Viola odorata, the European sweet violet — small, fragrant, and the original meaning of the color name in English (the Violet of the rainbow). The color refers to a fresh sweet violet blossom in late winter: a saturated, slightly red-shifted deep blue-purple with the matte finish of small five-petaled flower. Cooler than amethyst, warmer than indigo, with the perfumed weight of a flower used in Roman garlands and Victorian eau de toilette.

Closest matches

The nearest named color in three reference sources, ranked by perceptual distance (ΔE76 in CIELAB). ΔE < 1 is imperceptible to most viewers; ΔE > 10 is clearly different. When two sources point to the same hex they’re merged into one tile; click any to open that color’s page.

Variations

Click any swatch to explore

Harmonies

Accessibility

Color-vision simulation

How this color appears to viewers with the four major color-vision-deficiency types. Computed via the Machado (2009) physiologically-based model. If a tile matches the original, the color reads the same to that viewer.

#a30463
Original
#324265
Protanopia
#5c5d60
Deuteranopia
#b10039
Tritanopia
#2d2d2d
Achromatopsia
WCAG contrast

The color used as foreground text against pure white and pure black, with the contrast ratio and WCAG 2.1 grade. Aim for AA (4.5:1) for body text and AA Large (3:1) for 18 pt+ headlines; AAA (7:1) is the gold standard for long-form reading surfaces.

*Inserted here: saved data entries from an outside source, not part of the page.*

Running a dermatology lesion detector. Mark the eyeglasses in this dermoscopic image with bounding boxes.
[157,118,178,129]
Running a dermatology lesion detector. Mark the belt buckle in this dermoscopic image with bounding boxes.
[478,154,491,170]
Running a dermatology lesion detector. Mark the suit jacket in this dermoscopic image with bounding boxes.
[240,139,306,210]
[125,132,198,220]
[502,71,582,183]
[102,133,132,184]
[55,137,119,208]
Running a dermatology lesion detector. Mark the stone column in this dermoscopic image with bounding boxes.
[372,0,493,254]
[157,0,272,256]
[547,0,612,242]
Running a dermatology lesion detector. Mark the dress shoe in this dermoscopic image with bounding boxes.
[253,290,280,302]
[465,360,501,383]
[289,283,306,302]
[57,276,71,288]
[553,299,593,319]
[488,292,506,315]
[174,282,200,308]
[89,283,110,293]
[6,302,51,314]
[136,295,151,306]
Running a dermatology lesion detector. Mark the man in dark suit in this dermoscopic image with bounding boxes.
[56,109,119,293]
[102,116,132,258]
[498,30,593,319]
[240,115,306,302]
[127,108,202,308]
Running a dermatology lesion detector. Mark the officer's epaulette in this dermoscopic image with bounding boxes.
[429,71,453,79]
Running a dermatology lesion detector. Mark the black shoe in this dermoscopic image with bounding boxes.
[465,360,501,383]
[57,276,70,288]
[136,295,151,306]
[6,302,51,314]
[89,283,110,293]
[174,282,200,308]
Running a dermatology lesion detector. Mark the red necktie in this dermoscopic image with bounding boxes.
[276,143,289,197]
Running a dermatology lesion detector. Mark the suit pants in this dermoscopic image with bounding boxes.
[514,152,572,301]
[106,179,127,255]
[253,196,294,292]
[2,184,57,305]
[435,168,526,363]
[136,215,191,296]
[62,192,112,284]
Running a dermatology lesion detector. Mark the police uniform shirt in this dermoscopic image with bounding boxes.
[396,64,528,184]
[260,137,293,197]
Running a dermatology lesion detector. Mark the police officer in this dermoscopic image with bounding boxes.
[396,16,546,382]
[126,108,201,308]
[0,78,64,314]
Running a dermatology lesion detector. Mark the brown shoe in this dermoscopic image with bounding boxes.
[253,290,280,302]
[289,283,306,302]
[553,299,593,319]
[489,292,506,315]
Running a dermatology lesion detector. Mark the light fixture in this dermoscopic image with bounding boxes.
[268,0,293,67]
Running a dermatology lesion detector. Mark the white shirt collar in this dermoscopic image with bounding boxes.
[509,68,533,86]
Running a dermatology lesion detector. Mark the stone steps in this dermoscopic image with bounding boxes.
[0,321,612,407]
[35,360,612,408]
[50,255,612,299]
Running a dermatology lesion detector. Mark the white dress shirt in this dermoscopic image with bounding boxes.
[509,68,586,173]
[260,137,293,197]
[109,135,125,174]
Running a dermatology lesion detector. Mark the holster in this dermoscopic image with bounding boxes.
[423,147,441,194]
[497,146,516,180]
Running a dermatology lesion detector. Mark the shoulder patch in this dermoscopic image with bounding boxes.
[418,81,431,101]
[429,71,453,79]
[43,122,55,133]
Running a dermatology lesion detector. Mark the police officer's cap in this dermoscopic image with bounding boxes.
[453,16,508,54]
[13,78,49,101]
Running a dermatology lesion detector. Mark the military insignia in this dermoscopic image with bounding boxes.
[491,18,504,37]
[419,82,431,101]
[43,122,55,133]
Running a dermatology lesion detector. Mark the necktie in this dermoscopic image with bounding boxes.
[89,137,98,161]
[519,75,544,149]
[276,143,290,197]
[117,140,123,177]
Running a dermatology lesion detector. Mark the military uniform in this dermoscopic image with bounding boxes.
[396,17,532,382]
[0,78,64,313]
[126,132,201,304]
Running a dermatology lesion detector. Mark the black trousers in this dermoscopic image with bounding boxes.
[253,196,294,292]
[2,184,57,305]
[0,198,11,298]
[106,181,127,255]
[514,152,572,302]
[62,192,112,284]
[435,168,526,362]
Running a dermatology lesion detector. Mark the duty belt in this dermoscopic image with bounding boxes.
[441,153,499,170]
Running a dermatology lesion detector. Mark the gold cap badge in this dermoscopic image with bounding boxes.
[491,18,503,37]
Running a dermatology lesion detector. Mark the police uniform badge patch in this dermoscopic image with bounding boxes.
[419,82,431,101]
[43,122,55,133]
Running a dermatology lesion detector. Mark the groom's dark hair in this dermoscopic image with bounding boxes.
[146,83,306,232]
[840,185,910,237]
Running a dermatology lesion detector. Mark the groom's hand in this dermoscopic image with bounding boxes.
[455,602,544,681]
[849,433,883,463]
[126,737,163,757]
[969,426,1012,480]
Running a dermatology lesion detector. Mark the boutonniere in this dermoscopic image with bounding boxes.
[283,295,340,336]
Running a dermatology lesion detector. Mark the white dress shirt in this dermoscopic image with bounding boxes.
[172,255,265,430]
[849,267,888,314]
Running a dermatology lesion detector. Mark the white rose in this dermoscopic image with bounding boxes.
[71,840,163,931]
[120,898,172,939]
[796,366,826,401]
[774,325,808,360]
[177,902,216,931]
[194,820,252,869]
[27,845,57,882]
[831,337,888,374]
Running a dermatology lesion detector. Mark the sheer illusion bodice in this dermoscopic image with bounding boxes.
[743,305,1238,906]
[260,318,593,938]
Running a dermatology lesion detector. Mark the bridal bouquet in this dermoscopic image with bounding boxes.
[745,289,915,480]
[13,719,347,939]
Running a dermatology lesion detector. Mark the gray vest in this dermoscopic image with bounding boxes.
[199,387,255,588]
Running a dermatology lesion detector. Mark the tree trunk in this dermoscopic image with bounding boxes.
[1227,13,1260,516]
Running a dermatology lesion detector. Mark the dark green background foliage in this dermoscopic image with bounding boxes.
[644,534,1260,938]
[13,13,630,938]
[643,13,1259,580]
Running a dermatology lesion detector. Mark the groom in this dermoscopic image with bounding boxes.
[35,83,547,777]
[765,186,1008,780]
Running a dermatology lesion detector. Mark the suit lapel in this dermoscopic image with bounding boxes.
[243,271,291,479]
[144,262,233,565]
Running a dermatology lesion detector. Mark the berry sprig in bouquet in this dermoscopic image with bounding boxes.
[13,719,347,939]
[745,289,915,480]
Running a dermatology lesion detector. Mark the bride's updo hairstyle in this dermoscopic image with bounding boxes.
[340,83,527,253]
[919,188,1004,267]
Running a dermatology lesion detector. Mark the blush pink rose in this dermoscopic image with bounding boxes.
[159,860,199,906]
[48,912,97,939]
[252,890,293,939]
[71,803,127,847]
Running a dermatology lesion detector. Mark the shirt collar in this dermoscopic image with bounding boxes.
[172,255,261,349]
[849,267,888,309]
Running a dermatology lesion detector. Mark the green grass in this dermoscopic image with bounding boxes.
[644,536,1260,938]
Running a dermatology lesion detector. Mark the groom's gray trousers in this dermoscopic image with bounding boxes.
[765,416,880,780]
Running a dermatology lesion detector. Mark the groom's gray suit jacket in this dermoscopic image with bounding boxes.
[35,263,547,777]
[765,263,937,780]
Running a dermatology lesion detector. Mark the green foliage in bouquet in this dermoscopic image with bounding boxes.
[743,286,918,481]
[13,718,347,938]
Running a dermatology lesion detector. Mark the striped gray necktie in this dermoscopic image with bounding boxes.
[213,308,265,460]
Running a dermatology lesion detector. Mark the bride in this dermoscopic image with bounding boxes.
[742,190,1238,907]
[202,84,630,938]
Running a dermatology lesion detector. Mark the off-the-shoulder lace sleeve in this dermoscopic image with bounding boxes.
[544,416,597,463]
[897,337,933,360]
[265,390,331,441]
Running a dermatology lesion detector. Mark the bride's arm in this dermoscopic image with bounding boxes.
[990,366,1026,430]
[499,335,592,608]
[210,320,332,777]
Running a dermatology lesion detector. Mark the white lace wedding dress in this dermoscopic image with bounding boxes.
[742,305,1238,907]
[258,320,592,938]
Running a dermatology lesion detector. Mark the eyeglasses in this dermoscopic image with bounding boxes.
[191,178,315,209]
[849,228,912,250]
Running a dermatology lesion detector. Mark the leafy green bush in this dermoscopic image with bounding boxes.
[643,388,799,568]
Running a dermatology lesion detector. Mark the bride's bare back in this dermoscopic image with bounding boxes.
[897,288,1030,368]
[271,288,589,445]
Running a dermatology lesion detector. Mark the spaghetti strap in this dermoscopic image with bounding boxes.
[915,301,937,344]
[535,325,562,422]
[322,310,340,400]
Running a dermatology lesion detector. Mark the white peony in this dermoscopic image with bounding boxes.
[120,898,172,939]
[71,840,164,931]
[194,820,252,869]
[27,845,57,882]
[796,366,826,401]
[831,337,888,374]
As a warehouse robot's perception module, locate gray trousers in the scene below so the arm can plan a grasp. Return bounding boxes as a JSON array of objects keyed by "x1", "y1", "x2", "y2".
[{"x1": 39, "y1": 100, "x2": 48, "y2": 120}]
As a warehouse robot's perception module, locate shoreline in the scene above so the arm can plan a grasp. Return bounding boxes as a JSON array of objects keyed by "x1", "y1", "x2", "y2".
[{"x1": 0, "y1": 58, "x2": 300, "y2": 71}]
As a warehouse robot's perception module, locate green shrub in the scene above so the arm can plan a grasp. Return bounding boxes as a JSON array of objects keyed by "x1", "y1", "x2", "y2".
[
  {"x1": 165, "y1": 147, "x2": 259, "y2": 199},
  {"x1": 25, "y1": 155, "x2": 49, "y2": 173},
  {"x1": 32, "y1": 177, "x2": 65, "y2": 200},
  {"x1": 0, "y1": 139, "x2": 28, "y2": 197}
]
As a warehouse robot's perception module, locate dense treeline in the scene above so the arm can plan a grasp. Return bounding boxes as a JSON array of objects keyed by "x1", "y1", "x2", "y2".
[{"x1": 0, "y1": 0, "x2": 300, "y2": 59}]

The quick brown foxSample body text at normal size. The wcag minimum for body contrast is 4.5:1 (AA) or 7:1 (AAA).
AAAon White
7.62:1
The quick brown foxSample body text at normal size. The wcag minimum for body contrast is 4.5:1 (AA) or 7:1 (AAA).
Failon Black
2.75:1

Wide gamut

Display P3 representation

The CSS Color 4 wide-gamut form of this color. Both swatches render the same color on every display — the P3 form only diverges from sRGB when a designer pushes channels outside sRGB's reach.

sRGB hex
sRGB hex
##A30463
Display P3
Display P3
color(display-p3 0.5851 0.1196 0.3810)
P3 has visible headroomOKLCH chroma 0.192

This color is chromatic enough that authoring it as P3 native (instead of clamping to sRGB) gives a perceptibly more saturated render on wide-gamut displays — modern Macs, iPhones, iPads, and most recent OLED laptops.